Friday, June 8, 2018

Admiration

From A note to readers by Charles Krauthammer.
I have been uncharacteristically silent these past ten months. I had thought that silence would soon be coming to an end, but I’m afraid I must tell you now that fate has decided on a different course for me.

In August of last year, I underwent surgery to remove a cancerous tumor in my abdomen. That operation was thought to have been a success, but it caused a cascade of secondary complications — which I have been fighting in hospital ever since. It was a long and hard fight with many setbacks, but I was steadily, if slowly, overcoming each obstacle along the way and gradually making my way back to health.

However, recent tests have revealed that the cancer has returned. There was no sign of it as recently as a month ago, which means it is aggressive and spreading rapidly. My doctors tell me their best estimate is that I have only a few weeks left to live. This is the final verdict. My fight is over.
I have been reading some of Krauthammer's works for probably some fifteen or twenty years. I have his Things That Matter from a few years ago. Another Washington talking head would be an easy assumption.

I wouldn't discount him so crudely. I am not enthusiastic about all his writings but he has more than a fair share of insights that are clever and well put.

I have greater admiration for him as a human being than as a writer. It was years before I became aware of a significant fact of his life. While I mostly read his works, I occasionally have seen him on TV. From Wikipedia:
He attended McGill University in Montreal, graduating in 1970 with First Class Honours in both economics and political science. At the time, McGill University was a hotbed of radical sentiment, something that Krauthammer says influenced his dislike of political extremism. "I became very acutely aware of the dangers, the hypocrisies, and sort of the extremism of the political extremes. And it cleansed me very early in my political evolution of any romanticism," He later said: "I detested the extreme Left and extreme Right, and found myself somewhere in the middle." The following year, after graduating from McGill, he studied as a Commonwealth Scholar in politics at Balliol College, Oxford, before returning to the United States to attend medical school at Harvard.

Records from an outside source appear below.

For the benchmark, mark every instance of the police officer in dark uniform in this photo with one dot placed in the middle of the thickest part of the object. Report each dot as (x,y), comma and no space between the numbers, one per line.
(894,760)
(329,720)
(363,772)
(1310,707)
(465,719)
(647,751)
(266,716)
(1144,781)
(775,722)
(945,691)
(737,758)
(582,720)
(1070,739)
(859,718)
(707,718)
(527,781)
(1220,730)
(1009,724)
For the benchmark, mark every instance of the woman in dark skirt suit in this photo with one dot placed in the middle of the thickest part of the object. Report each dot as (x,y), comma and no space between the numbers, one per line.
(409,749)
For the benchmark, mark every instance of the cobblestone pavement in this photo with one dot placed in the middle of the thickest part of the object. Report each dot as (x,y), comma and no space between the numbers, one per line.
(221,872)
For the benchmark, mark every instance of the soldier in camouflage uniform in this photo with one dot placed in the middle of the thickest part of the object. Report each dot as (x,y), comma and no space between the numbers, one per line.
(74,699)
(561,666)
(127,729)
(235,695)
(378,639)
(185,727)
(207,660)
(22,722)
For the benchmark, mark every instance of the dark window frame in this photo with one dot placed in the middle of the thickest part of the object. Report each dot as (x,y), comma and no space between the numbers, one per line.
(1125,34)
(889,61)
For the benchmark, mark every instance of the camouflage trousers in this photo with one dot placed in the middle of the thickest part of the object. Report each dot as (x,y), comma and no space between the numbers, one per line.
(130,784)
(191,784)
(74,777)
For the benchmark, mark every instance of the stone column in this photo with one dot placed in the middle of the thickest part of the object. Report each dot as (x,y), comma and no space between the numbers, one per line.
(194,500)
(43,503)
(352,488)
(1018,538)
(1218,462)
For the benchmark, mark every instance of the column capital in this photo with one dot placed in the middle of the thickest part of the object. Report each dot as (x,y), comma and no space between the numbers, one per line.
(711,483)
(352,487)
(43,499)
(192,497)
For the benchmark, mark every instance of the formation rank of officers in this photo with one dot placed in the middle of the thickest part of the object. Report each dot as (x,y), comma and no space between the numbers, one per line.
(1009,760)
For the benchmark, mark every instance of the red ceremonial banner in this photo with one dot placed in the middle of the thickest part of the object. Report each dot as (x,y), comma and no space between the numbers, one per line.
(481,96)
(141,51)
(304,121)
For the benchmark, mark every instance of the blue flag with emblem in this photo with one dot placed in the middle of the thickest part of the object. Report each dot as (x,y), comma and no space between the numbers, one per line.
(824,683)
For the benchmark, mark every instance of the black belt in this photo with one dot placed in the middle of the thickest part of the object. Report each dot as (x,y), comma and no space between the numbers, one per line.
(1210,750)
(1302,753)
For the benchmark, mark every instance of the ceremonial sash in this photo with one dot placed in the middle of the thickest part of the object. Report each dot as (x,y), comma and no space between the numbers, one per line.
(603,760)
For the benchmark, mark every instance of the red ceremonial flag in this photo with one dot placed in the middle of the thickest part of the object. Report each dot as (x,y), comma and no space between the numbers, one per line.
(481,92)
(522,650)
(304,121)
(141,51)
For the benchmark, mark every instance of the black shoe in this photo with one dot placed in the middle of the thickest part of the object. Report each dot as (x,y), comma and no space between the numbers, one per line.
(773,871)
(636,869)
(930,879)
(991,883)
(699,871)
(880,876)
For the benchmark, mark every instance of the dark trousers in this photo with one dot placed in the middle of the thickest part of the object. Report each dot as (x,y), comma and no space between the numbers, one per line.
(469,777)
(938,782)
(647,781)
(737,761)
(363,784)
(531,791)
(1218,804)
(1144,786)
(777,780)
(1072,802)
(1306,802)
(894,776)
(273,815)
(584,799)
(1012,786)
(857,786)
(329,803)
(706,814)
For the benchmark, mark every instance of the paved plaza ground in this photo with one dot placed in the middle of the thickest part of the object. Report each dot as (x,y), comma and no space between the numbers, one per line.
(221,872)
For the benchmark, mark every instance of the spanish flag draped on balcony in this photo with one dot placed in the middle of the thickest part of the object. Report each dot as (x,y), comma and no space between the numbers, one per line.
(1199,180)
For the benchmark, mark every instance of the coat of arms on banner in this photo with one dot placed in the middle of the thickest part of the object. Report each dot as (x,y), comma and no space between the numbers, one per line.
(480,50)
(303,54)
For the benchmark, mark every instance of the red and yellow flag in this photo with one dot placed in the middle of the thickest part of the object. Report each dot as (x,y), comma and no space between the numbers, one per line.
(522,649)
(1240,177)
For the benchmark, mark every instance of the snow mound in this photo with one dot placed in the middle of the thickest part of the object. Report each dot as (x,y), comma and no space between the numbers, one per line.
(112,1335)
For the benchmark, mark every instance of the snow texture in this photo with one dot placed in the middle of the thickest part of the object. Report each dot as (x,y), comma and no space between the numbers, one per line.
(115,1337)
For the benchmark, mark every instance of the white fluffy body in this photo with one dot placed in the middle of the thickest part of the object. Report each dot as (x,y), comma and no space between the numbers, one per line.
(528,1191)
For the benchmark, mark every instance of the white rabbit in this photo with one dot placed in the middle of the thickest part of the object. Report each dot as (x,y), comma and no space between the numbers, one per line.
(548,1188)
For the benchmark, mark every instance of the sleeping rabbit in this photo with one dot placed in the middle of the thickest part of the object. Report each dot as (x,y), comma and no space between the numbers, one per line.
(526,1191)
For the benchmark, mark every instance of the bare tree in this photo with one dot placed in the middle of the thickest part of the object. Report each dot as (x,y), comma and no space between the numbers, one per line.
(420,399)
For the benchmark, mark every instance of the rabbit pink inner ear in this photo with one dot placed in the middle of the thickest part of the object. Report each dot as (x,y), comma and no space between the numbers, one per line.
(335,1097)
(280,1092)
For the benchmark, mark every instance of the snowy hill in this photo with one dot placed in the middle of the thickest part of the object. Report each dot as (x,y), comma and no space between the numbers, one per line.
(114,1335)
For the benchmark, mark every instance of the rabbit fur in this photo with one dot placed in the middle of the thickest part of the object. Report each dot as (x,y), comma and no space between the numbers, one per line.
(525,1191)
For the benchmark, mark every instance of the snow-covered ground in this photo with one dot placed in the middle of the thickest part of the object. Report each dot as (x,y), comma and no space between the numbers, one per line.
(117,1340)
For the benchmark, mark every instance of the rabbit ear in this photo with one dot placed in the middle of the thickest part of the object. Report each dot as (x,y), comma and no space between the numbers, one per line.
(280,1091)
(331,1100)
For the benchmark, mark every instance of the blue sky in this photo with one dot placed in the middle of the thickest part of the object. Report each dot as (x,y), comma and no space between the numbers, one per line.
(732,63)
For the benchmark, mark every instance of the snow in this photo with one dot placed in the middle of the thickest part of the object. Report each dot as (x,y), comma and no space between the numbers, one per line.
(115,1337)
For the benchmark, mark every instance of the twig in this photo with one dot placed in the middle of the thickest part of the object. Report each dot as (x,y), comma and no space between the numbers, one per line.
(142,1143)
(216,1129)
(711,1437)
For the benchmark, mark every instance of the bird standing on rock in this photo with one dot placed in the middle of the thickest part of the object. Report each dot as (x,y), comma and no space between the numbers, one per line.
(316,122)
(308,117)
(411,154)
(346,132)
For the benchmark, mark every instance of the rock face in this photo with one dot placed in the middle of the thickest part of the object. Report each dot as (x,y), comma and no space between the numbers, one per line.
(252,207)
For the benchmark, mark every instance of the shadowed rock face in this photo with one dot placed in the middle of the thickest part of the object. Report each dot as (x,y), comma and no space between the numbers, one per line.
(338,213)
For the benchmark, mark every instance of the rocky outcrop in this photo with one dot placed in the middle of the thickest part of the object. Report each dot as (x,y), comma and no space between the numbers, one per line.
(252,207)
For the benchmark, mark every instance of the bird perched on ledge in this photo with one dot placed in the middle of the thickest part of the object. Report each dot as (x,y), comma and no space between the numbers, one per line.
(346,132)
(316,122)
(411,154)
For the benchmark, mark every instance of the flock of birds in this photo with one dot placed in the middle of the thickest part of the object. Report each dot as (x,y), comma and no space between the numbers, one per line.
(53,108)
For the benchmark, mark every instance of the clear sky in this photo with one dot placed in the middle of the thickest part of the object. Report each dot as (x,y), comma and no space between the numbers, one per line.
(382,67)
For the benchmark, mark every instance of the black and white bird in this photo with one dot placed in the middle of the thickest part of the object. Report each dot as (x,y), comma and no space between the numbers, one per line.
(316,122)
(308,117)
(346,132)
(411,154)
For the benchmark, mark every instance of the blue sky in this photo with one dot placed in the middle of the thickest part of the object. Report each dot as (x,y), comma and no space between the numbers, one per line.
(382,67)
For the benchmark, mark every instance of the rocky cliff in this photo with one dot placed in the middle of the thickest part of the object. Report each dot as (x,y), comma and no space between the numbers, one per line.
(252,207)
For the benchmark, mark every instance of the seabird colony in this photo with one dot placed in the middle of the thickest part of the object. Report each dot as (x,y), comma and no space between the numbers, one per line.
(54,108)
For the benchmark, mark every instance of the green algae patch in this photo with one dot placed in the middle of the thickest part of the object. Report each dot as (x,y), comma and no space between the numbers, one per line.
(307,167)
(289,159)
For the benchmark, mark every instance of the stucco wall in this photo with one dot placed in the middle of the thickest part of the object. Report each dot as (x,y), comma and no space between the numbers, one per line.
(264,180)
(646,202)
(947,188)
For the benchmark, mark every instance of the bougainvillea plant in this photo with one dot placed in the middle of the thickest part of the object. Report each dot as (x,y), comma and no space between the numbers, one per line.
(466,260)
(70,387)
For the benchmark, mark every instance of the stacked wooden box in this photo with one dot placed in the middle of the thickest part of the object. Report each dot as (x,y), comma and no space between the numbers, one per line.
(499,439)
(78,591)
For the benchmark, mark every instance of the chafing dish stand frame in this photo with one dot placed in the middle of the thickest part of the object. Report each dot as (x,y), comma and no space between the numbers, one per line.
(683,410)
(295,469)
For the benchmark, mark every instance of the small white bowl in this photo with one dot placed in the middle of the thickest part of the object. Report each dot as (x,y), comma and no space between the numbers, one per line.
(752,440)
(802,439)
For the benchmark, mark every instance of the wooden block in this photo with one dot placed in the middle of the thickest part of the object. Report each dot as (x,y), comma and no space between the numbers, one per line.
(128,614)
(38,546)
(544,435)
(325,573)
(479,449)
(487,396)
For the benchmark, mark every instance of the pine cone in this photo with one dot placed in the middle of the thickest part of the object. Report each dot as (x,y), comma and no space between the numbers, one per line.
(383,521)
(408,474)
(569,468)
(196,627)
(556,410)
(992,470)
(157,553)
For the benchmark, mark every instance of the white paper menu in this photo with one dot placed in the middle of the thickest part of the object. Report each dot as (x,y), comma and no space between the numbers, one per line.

Krauthammer was injured in a diving board accident during his first year of medical school. He sustained injuries that left him paralyzed below the neck and required him to be hospitalized for 14 months. He has used a wheelchair since the accident. He remained with his Harvard Medical School class during his hospitalization, graduating in 1975.
In a contemporary world so inundated by people indulging in competitive victimhood status, this is an individual who refuses to allow bitter fate to define his being. For someone to have suffered that severe a life-altering injury and for it to never manifest in his writings or appearances - Hugely impressive.

There is a second attribute which I admire in certain individuals - people who have demonstrated superior achievement in one domain and who then move on to demonstrate superior achievement in an entirely different field.
From 1975 through 1978 Krauthammer was a resident in psychiatry at Massachusetts General Hospital, serving as chief resident his final year. During his time as chief resident he noted a variant of manic depression (bipolar disorder) that he identified and named "Secondary Mania." He published his findings in the Archives of General Psychiatry. He also coauthored a path-finding study on the epidemiology of mania.

In 1978, Krauthammer moved to Washington, D.C., to direct planning in psychiatric research under the Carter administration. He began contributing articles about politics to The New Republic and, in 1980, served as a speech writer to Vice President Walter Mondale. He contributed to the third edition of the Diagnostic and Statistical Manual of Mental Disorders. In January 1981, Krauthammer joined The New Republic as both a writer and editor. In 1983, he began writing essays for Time magazine, including one on the Reagan Doctrine, which first brought him national acclaim as a writer.

In 1984 he was board certified in psychiatry by the American Board of Psychiatry and Neurology. His New Republic essays won the "National Magazine Award for Essays and Criticism". The weekly column he began writing for The Washington Post in 1985 won him the Pulitzer Prize for commentary in 1987. In 1990 he became a panelist for the weekly PBS political roundtable Inside Washington, remaining with the show until it ceased production in December 2013. For the last decade, he has been a political analyst and commentator for Fox News.
I am sorry for the fate that has befallen him. He is a great example.